Kemdag kembali berlakukan bea keluar ekspor CPO



JAKARTA. Kementerian Perdagangan (Kemdag) memutuskan kembali mengenakan Bea Keluar (BK) untuk ekspor produk minyak kelapa sawit atau Crude Palm Oil (CPO). 

Pengenaan BK ini diputuskan pasca harga CPO di pasar global mulai menggeliat dan melewati batas yang ditetapkan pemerintah atas pungutan  bea keluar.

Untuk periode bulan Mei 2016, Kemdag menetapkan harga referensi produk CPO sebesar US$ 754,1 per metrik ton. Penetapan harga referensi itu naik 10,52% dari periode bulan April 2016 yang sebesar US$ 682,32 per metrik ton. 


Penetapan ini tercantum dalam Peraturan Menteri Perdagangan Nomor 29/MDAG/PER/4/2016 tentang Penetapan Harga Patokan Ekspor (HPE) atas Produk Pertanian dan Kehutanan yang dikenakan BK.

Karyanto Suprih, Plt. Direktur Jenderal Perdagangan Luar Negeri mengatakan  harga patokan ekspor dan harga referensi CPO Mei 2016 ditetapkan setelah menyikapi perkembangan harga komoditas, baik nasional maupun internasional.  

"Meningkatnya harga referensi CPO saat ini akibat semakin menguatnya harga internasional untuk komoditas tersebut," uajr Karyanto akhir pekan lalu.

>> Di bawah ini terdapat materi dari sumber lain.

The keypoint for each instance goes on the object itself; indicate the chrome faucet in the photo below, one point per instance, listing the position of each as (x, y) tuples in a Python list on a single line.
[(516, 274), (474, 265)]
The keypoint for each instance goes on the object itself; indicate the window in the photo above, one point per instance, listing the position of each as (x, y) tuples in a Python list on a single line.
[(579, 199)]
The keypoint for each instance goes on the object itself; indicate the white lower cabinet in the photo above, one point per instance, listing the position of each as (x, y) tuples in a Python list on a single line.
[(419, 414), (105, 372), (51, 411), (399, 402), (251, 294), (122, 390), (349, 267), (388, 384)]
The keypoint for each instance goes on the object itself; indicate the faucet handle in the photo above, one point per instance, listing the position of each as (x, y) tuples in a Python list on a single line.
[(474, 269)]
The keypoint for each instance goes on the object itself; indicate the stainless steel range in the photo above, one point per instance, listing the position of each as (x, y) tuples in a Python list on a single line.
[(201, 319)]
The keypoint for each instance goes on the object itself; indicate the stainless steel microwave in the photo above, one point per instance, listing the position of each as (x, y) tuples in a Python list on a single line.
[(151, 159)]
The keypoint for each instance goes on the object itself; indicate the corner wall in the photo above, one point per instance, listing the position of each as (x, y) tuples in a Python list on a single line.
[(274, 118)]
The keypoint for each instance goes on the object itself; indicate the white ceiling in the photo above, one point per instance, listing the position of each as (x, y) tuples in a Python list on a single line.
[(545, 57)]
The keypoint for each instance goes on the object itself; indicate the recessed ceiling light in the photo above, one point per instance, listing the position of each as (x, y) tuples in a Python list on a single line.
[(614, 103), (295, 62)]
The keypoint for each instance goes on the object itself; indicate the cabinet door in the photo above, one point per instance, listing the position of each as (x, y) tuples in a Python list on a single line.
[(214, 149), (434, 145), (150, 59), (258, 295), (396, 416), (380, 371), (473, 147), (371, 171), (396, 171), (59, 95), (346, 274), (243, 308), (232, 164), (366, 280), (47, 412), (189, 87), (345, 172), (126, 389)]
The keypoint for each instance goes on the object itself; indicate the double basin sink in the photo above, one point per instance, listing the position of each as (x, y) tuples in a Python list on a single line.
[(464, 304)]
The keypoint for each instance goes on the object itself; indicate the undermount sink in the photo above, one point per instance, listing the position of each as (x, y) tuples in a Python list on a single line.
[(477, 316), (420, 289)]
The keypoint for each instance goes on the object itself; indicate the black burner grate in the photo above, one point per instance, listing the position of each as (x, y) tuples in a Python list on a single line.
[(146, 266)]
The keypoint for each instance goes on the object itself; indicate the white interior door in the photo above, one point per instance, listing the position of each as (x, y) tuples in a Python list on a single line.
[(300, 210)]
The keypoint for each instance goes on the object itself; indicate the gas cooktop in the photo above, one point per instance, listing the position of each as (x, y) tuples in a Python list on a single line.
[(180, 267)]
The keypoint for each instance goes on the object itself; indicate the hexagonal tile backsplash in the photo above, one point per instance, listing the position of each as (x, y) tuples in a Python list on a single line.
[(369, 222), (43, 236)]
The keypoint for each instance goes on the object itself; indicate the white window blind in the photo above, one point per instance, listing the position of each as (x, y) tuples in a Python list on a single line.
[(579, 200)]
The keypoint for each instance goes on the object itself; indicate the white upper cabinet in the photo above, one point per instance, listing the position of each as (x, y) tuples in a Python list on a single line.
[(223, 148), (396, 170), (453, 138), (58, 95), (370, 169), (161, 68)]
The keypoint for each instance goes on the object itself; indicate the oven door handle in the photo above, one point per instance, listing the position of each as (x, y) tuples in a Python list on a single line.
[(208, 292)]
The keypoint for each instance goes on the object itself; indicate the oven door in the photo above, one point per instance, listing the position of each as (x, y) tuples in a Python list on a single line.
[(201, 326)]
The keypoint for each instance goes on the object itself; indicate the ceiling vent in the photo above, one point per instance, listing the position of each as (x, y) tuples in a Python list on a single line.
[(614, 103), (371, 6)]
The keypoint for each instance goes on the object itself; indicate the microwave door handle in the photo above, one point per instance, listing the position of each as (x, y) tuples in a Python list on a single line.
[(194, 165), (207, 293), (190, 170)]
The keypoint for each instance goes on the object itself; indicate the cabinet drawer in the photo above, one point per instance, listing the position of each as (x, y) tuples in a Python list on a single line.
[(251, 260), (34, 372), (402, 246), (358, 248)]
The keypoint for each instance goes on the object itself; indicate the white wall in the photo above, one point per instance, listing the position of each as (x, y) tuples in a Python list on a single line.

Pengenaan BK CPO untuk bulan Mei 2016 ini juga sesuai dengan yang tercantum pada lampiran Peraturan Menteri Keuangan (PMK) Nomor 136 Tahun 2015 bahwa harga CPO diatas US$ 750 dikenakan BK mulai US$ 3 per metrik ton.  

Harga referensi CPO saat ini untuk pertama kalinya sejak Oktober 2014 berada di atas ambang batas pengenaan BK di level USD 750 sehingga pemerintah mengenakan BK untuk ekspor CPO

Dengan demikian, untuk pertama kalinya pula eksportir CPO pada bulan Mei 2016 ini akan dikenakan dua pajak sekaligus, yakni pungutan ekspor CPO atau CPO Fund dan juga BK.

Harga bisa naik lagi

Meski akan dikenakan pajak berganda, tapi para eksportir CPO ini mengaku tak keberatan. Komisaris Utama PT Wilmar Nabati Indonesia Master Parulian Tumanggor mengaku tak keberatan jika pengusaha harus merogoh kocek tambahan untuk BK CPO di bulan ini.

Pasalnya, keputusan baru tersebut telah diketahui semua pengusaha kelapa sawit  di Indonesia dan telah menjadi kesepakatan bersama. 

Namun, kesepakatan pembayaran BK di era CPO Fund ini telah disepakati, yakni membayar persentase BK sesuai negara tujuan ekspor dan dikalikan harga US$ 750 per metrik ton dikurangi dana pungutan US$ 50 per metrik ton. 

"Pada saat pembentukan Badan Pengelola Dana Perkebunan (BPDP) Kelapa Sawit sudah disepakati seperti itu," ujarnya.

Hal senada juga dikatakan Direktur Asian Agri Freddy Widjaya. Dia bilang skema pengenaan BK untuk ekspor produk CPO yang harganya sudah tembus US$ 750 per metrik ton sudah melalui sosialisasi dan diskusi dengan pelaku industri sehingga Asian Agri tidak keberatan dengan keputusan Kemdag mengenakan BK tersebut.

Corporate Affairs Musi Mas Group Togar Sitanggang menambahkan pengenaan BK oleh pemerintah untuk ekspor CPO itu sudah menjadi konsekuensi atas naiknya harga CPO di pasar global.

Adapun Kepala Hubungan Investor PT Sampoerna Agro Tbk Michael Kesuma bilang, ada pengaruh tidak langsung antara BK dengan harga CPO. Dia memperkirakan BK akan membuat ekspor CPO menurun dan pasokan CPO global pun berkurang. 

"Dampaknya, dalam waktu dekat harga CPO akan naik lagi," ujar Michael. Yang pasti, tahun lalu, ekspor hanya menyumbang 1% terhadap total penjualan PT Sampoerna Agro Tbk.